Here is how to implement the K-means algorithm using Python

In [1]:
from sklearn.cluster import KMeans
from sklearn.datasets import make_blobs

# Generating synthetic data for clustering
X, _ = make_blobs(n_samples=100, centers=3, random_state=42)

# Creating an instance of KMeans algorithm
kmeans = KMeans(n_clusters=3, init='random', random_state=42)

# Fitting the algorithm to the data
kmeans.fit(X)

# Obtaining the cluster labels for each data point
labels = kmeans.labels_

Here is how to visualize the clusters

In [2]:
import plotly.express as px
import pandas as pd
# Creating a DataFrame with the data and cluster labels
df = pd.DataFrame(X, columns=['x', 'y'])
df['cluster'] = labels.astype(str)

# Visualizing the clusters
fig = px.scatter(df, x='x', y='y', color='cluster', title='K-means Clustering')
fig.show()

# DBSCAN

Here is how to implement the DBSCAN algorithm using Python

In [3]:
from sklearn.cluster import DBSCAN
from sklearn.datasets import make_blobs

# Generating synthetic data for clustering
X, _ = make_blobs(n_samples=100, centers=3, random_state=42)
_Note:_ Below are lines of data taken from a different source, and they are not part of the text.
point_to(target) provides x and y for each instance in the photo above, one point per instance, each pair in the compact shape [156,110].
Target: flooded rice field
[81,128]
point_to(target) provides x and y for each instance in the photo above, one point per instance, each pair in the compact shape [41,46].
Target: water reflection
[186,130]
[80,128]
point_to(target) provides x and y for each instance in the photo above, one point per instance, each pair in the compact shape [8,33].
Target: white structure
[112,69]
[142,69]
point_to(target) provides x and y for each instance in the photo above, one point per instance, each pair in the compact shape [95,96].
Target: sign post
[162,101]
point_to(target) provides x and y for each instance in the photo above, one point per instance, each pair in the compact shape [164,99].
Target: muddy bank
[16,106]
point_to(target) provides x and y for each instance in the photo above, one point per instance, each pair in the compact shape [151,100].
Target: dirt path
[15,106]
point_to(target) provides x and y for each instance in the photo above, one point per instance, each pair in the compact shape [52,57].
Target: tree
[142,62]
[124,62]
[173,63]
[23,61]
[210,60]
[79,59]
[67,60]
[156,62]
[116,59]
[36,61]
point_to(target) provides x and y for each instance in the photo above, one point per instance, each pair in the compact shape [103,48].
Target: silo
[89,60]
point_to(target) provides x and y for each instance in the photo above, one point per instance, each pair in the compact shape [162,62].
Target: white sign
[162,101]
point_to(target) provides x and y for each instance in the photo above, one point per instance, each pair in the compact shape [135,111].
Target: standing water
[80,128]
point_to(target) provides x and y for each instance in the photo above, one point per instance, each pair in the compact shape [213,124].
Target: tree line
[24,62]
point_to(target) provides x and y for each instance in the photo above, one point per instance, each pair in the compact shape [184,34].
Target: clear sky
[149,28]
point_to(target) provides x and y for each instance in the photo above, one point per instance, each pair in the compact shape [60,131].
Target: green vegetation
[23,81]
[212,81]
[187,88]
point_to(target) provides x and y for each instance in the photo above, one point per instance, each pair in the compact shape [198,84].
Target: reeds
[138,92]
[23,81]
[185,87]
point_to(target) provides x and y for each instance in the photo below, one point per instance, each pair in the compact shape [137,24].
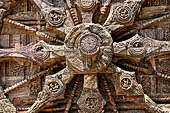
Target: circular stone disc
[88,48]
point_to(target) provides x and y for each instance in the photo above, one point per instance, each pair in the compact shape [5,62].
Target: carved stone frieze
[5,104]
[123,13]
[53,15]
[91,101]
[40,52]
[127,83]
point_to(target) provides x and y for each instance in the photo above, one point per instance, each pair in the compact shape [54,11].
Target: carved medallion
[126,82]
[123,14]
[55,86]
[137,48]
[89,48]
[55,17]
[91,101]
[87,5]
[89,44]
[40,51]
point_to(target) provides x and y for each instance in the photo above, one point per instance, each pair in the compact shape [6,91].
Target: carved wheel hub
[88,48]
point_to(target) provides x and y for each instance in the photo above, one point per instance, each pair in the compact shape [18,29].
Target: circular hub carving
[41,52]
[55,17]
[89,44]
[88,48]
[123,14]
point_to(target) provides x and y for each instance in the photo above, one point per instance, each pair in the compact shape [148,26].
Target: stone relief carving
[5,104]
[89,50]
# Creating an instance of the DBSCAN class
dbscan = DBSCAN(eps=0.5, min_samples=5)

# Fitting the DBSCAN model to the data
dbscan.fit(X)

# Accessing the labels assigned to each data point
labels = dbscan.labels_

Here is how to visualize the clusters

In [4]:
df = pd.DataFrame(X, columns=['x', 'y'])
df['cluster'] = labels.astype(str)

# Visualizing the clusters
fig = px.scatter(df, x='x', y='y', color='cluster', title='DBSCAN Clustering')
fig.show()

# Agglomerative Clustering

Here is how to implement Agglomerative clustering algorithm using Python

In [5]:
from sklearn.cluster import AgglomerativeClustering
from sklearn.datasets import make_blobs
# Generating synthetic data for clustering
X, _ = make_blobs(n_samples=100, random_state=42)
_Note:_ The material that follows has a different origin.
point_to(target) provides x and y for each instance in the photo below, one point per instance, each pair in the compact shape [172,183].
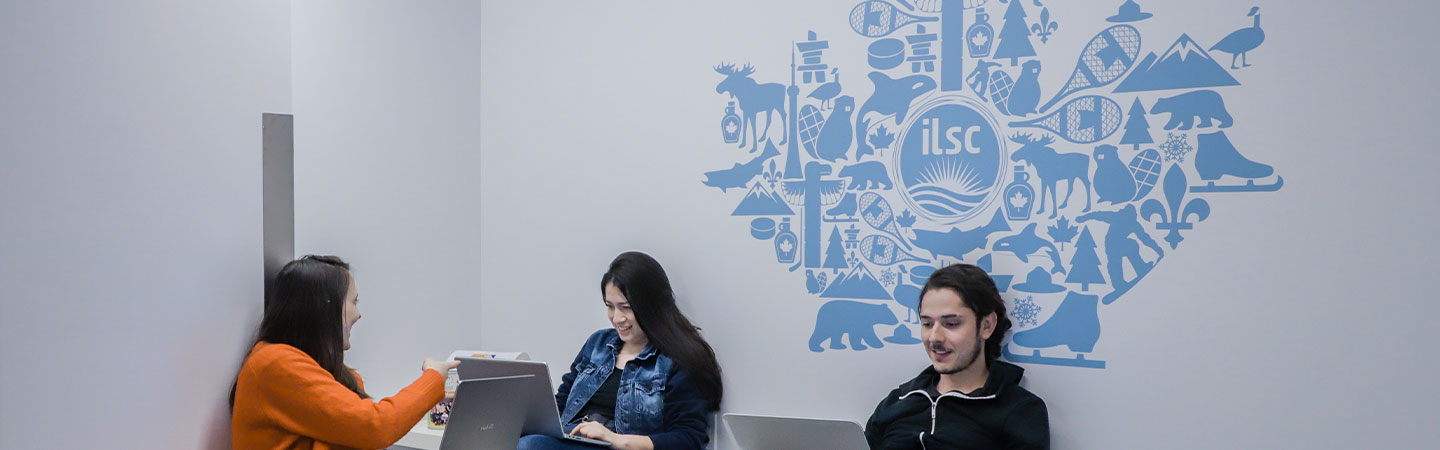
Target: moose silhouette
[753,98]
[1051,168]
# Perform Agglomerative Clustering
agglomerative = AgglomerativeClustering(n_clusters=3)
labels = agglomerative.fit_predict(X)


Here is how to visualize the clusters

In [6]:
import pandas as pd
import plotly.express as px

df = pd.DataFrame(X, columns=['x', 'y'])
df['cluster'] = labels.astype(str)

# Visualizing the clusters
fig = px.scatter(df, x='x', y='y', color = 'cluster', title='Agglomerative Clustering')
fig.show()

# BIRCH Clustering

Here's how to implement BIRCH clustering and algorithm using Python

In [7]:
from sklearn.cluster import Birch
from sklearn.datasets import make_blobs

# Generating synthetic data for clustering
X, _ = make_blobs(n_samples=100, random_state=42)

# BIRCH Clustering
birch = Birch(threshold=0.5, branching_factor = 50)
birch.fit(X)

# Obtaining cluster labels
labels = birch.labels_

Here is how to visualize the clusters

In [8]:
df = pd.DataFrame(X, columns=['x', 'y'])
df['cluster'] = labels.astype(str)

# Visualizing the clusters
fig = px.scatter(df, x='x', y='y', color='cluster', title='BIRCH Clustering')
fig.show()

# Mean Shift Clustering

Here is how to implement the Mean Shift clustering algorithm using Python

In [9]:
from sklearn.cluster import MeanShift
from sklearn.datasets import make_blobs

# Generating synthetic data for clustering
X, _ = make_blobs(n_samples=100, random_state=42)

# Applying Mean Shift Clustering
ms = MeanShift()
ms.fit(X)

# Obtaining the cluster labels
labels = ms.labels_